Refer to Basic web deployment (XAMPP or GCP) to deploy and test your web page.

Tasks: HTML and CSS

  1. Design your web page — you are recommended to draw the UI without coding or implementation
  2. Transform your drawing into an HTML file
    • Create an HTML file ( .html   not   .htm )
      • A few design decisions:
        • If you decide to use this HTML file as the main/first page of you site, save it as index.html
        • If you would like to have another HTML file named index.html (client-side) redirect to this HTML file, name this file with something else (let's refer to it as your-web-page.html).
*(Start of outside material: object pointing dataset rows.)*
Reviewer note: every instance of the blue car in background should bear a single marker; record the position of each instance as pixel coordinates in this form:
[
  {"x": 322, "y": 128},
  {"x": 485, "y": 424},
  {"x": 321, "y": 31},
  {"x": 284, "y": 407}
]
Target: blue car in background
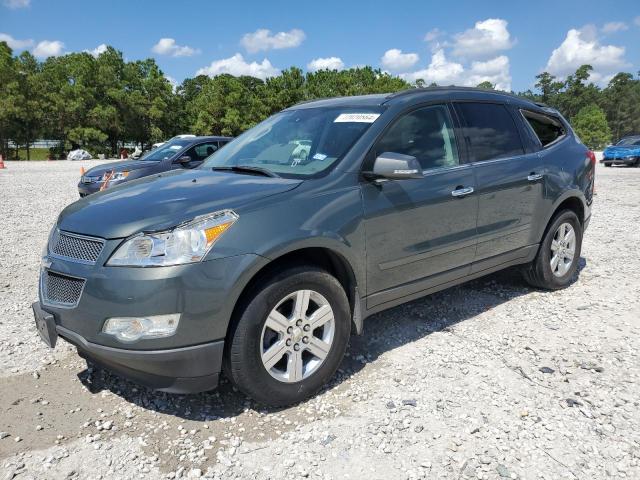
[{"x": 625, "y": 152}]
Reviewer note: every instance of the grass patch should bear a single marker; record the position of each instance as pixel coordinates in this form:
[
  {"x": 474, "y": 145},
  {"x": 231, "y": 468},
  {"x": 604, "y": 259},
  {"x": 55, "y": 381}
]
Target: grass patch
[{"x": 35, "y": 153}]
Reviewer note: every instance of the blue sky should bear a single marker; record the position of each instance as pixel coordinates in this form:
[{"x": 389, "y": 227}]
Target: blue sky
[{"x": 454, "y": 42}]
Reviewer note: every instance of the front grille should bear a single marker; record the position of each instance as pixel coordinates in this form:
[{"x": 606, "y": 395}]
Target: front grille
[
  {"x": 76, "y": 247},
  {"x": 60, "y": 289}
]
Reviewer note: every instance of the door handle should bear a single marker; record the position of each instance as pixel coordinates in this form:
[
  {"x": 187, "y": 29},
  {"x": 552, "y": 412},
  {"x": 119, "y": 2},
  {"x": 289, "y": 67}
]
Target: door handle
[{"x": 462, "y": 192}]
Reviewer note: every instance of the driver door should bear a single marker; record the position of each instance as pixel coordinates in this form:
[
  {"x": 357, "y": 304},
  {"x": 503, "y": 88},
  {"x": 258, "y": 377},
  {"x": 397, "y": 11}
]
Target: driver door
[{"x": 419, "y": 232}]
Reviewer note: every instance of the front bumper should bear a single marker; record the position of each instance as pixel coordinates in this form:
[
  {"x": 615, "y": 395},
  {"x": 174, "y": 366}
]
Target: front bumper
[
  {"x": 179, "y": 370},
  {"x": 621, "y": 160},
  {"x": 203, "y": 293}
]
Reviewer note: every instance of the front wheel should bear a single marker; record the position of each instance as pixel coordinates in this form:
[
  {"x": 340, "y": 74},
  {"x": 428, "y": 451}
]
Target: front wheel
[
  {"x": 558, "y": 255},
  {"x": 290, "y": 336}
]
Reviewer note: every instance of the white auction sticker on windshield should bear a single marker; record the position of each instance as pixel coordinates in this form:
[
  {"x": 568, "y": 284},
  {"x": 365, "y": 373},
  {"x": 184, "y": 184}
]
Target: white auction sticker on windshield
[{"x": 356, "y": 117}]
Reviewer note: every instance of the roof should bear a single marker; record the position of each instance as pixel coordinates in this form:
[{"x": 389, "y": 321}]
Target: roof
[
  {"x": 417, "y": 94},
  {"x": 207, "y": 137}
]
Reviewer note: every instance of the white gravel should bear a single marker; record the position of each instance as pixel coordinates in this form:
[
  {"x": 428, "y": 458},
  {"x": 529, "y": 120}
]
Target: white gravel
[{"x": 487, "y": 380}]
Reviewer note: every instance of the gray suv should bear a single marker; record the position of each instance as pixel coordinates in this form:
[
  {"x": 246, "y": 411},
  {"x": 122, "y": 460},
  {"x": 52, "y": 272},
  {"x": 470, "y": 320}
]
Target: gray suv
[{"x": 264, "y": 260}]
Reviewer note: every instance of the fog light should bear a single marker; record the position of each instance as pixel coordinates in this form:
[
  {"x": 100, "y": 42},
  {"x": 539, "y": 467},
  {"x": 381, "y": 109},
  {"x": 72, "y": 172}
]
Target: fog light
[{"x": 132, "y": 329}]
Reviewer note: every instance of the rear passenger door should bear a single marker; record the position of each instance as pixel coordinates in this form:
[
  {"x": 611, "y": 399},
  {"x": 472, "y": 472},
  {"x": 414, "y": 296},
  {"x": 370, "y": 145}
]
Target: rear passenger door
[
  {"x": 419, "y": 232},
  {"x": 509, "y": 181},
  {"x": 198, "y": 153}
]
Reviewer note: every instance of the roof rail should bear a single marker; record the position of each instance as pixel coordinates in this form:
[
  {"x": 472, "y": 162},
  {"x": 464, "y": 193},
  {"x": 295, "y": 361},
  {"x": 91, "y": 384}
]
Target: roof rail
[{"x": 415, "y": 90}]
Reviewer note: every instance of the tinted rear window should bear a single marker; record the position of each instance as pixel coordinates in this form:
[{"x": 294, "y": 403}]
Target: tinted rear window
[
  {"x": 546, "y": 128},
  {"x": 491, "y": 131}
]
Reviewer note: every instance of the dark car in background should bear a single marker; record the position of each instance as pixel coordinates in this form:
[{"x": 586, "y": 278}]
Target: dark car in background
[
  {"x": 263, "y": 261},
  {"x": 178, "y": 153},
  {"x": 624, "y": 152}
]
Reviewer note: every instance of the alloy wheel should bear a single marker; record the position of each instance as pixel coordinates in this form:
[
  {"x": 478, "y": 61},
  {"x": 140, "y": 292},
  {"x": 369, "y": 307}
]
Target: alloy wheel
[
  {"x": 563, "y": 248},
  {"x": 297, "y": 336}
]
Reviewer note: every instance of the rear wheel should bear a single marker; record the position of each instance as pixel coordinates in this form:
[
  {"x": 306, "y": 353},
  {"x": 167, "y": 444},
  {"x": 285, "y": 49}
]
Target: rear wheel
[
  {"x": 558, "y": 255},
  {"x": 290, "y": 337}
]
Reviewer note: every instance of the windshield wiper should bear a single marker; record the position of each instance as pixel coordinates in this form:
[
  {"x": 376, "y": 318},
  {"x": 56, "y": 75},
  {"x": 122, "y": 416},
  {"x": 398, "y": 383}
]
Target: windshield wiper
[{"x": 247, "y": 169}]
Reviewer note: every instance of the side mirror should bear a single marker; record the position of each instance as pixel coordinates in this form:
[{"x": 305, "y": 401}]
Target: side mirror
[{"x": 396, "y": 166}]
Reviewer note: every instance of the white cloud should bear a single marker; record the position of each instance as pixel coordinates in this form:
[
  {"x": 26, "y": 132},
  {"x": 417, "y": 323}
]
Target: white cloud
[
  {"x": 48, "y": 48},
  {"x": 440, "y": 71},
  {"x": 168, "y": 46},
  {"x": 432, "y": 34},
  {"x": 485, "y": 40},
  {"x": 16, "y": 3},
  {"x": 98, "y": 50},
  {"x": 612, "y": 27},
  {"x": 263, "y": 39},
  {"x": 237, "y": 66},
  {"x": 445, "y": 72},
  {"x": 327, "y": 63},
  {"x": 582, "y": 47},
  {"x": 394, "y": 59},
  {"x": 14, "y": 43},
  {"x": 496, "y": 71}
]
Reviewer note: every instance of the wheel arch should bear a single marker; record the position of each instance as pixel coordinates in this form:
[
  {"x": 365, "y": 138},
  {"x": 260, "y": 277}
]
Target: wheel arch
[
  {"x": 324, "y": 257},
  {"x": 572, "y": 200}
]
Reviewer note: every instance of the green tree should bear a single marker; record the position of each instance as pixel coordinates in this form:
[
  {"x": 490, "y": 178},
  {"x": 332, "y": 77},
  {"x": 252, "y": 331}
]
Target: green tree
[
  {"x": 590, "y": 123},
  {"x": 27, "y": 114},
  {"x": 8, "y": 92},
  {"x": 549, "y": 87}
]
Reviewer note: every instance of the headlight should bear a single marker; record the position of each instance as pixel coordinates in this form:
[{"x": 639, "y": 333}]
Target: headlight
[
  {"x": 117, "y": 176},
  {"x": 132, "y": 329},
  {"x": 186, "y": 243}
]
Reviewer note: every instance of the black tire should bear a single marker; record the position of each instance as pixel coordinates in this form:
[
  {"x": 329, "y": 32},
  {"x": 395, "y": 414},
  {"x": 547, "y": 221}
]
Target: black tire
[
  {"x": 538, "y": 273},
  {"x": 243, "y": 363}
]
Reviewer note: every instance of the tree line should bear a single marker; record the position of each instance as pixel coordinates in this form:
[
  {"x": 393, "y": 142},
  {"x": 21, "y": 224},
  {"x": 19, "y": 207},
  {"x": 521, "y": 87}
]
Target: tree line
[{"x": 99, "y": 103}]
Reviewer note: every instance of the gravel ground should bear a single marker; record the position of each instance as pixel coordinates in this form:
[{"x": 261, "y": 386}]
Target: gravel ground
[{"x": 490, "y": 379}]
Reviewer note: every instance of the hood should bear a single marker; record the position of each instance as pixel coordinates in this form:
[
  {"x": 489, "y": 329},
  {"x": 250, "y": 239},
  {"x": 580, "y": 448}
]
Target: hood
[
  {"x": 119, "y": 167},
  {"x": 620, "y": 151},
  {"x": 158, "y": 202}
]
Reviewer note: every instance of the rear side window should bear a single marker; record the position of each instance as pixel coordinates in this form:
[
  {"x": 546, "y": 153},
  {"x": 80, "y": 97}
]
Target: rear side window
[
  {"x": 490, "y": 131},
  {"x": 426, "y": 134},
  {"x": 547, "y": 129}
]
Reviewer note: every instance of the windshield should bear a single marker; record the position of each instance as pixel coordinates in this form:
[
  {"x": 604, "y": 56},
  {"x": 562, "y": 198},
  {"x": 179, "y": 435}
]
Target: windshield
[
  {"x": 297, "y": 143},
  {"x": 629, "y": 141},
  {"x": 165, "y": 151}
]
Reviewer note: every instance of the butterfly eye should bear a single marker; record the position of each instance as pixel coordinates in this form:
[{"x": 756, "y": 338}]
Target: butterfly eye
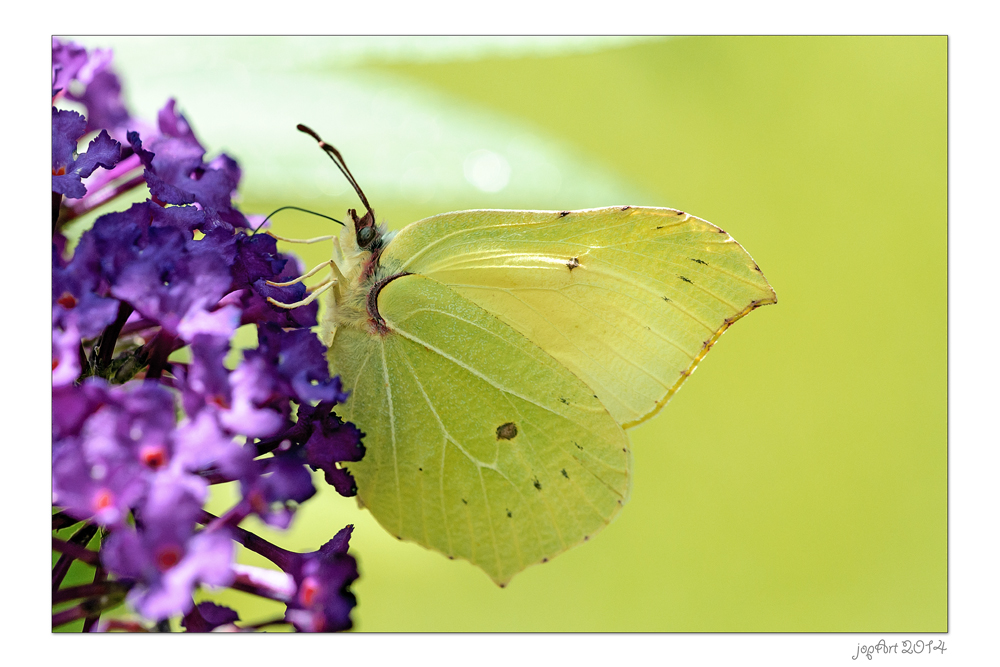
[{"x": 365, "y": 236}]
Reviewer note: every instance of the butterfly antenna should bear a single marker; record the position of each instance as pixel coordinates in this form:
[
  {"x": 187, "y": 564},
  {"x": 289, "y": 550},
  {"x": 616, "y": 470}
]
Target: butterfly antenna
[
  {"x": 338, "y": 160},
  {"x": 295, "y": 208}
]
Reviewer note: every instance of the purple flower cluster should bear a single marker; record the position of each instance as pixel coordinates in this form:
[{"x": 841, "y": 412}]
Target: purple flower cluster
[{"x": 139, "y": 437}]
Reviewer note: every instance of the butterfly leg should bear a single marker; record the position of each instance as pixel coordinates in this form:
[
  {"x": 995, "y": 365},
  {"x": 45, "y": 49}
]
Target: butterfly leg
[
  {"x": 312, "y": 272},
  {"x": 309, "y": 299}
]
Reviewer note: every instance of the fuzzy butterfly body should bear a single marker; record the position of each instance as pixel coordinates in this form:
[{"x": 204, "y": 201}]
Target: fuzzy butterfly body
[{"x": 494, "y": 359}]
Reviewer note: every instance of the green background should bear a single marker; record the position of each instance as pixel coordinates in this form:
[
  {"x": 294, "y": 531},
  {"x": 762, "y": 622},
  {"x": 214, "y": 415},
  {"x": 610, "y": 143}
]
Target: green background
[{"x": 799, "y": 480}]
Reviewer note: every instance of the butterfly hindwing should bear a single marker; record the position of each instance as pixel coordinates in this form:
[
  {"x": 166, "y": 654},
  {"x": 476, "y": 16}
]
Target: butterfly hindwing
[{"x": 480, "y": 444}]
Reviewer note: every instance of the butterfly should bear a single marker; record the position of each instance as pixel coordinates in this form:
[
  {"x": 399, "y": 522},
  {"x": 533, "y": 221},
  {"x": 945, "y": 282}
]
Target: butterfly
[{"x": 495, "y": 358}]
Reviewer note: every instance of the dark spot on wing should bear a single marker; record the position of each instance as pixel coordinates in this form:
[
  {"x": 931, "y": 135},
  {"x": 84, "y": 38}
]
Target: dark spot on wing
[{"x": 506, "y": 431}]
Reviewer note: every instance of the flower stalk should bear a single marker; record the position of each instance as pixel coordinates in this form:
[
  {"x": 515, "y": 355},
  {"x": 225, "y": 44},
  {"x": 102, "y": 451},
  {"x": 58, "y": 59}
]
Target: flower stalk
[{"x": 138, "y": 439}]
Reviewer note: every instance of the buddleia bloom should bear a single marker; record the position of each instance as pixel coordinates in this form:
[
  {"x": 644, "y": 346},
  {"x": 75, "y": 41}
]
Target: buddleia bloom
[{"x": 138, "y": 438}]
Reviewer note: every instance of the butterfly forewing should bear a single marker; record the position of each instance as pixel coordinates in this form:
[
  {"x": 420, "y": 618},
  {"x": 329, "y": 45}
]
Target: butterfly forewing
[
  {"x": 628, "y": 299},
  {"x": 480, "y": 444}
]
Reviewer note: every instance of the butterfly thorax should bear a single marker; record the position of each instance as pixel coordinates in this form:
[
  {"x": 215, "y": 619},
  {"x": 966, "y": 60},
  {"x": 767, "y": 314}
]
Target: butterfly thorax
[{"x": 354, "y": 301}]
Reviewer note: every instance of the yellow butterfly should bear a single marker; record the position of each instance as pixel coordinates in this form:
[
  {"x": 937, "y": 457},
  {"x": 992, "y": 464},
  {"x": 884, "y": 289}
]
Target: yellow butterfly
[{"x": 494, "y": 359}]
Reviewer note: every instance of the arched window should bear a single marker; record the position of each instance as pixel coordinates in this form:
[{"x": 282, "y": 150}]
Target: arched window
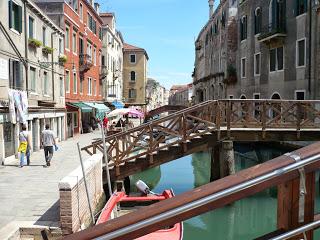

Include the following <meta> tag in the <head> section of this index.html.
            <meta http-equiv="refresh" content="0; url=url-to-your-web-page" />
        Q: What exactly is index.html for?

    • Add content in your HTML file

  3. Create a folder styles inside a folder where you save your HTML file. This will be where you store all of your .css files.

  4. Create a CSS file, let's call it main.css

  5. Because every web browser has its own default styles for different elements, the same web page may appear differently. To ensure cross-browser compatibility, CSS resets have become widely used.
    • The idea of CSS resets is to replace a predefined style of every common HTML element with a unitified style for all browser.
    • Generally, the reset removes any sizing, margins, paddings, or additional styles and toning these value down.
    • To use the reset, include them at the top of your style sheet (reminder: CSS cascades from top to bottom). This is to ensure that those styles are read first; and as a result, all of the different web browsers are working from a common baseline -- and then your own styles are applied to the page.
    Now, let's borrow one of the currently available resets, meyerweb. Copy the reset and paste it at the top of your main.css file.

  6. Add <link> element to the <head> section of your HTML file.
      <link rel="stylesheet" href="styles/main.css">

  7. Now, let's add style to your page. Create a class that will serve as a container for your elements, set margin, padding, and width

Tasks: Create a responsive view

Assuming the viewport has been set using a <meta> tag.

  1. Create a grid view
    • Make sure that the padding and border are included in the total width and height of the elements by adding the following CSS rule
      * {
        box-sizing: border-box;

  2. Define columns width. Typically, we want a responsive grid-view with 12 columns. Therefore, each column's width is 100% / 12 = 8.33%.

  3. Add a breakpoint, use @media (a media query is a CSS technique introduced in CSS3) rule to include a block of css property only if a certain condition is true
    • Design for mobile first. Add the following CSS rule
      /* For mobile phones: */
      [class*="col-"] {
        width: 100%;

      Alternatively, we may decide to handle all screens smaller than 768px the same way; e.g., each column should have a width of 100%.
      @media only screen and (max-width: 768px) {
        /* For mobile phones and tablets: */
        [class*="col-"] {
          width: 100%;

    • Add CSS rules to adjust screen bigger than 768px (for example, desktop)
      @media only screen and (min-width: 768px) {
         ... rules ...

    • Optional: add CSS rule to hide portions of content when the screen is smaller than 600px (phones: 576px, tablets: 768px, desktops: 992px, large desktops 1200px)
      @media only screen and (max-width: 600px) {
        #fadeshow {
          display: none;

  4. Apply the grid system to the web page

You may modify your interface the way you like. Get creative. Feel free to add additional elements you feel should be included and have fun!

Refer to Basic web deployment (XAMPP or GCP) to deploy and test your web page.

Grading rubric

[Total: 10 points]: Done (or provide evidence of your attempt, full or reasonable effort)


Submit your POTD to Collab (under Assignment/POTD1). Please include all team member names.

If you have multiple files, do not zip them. Each team submits only one copy.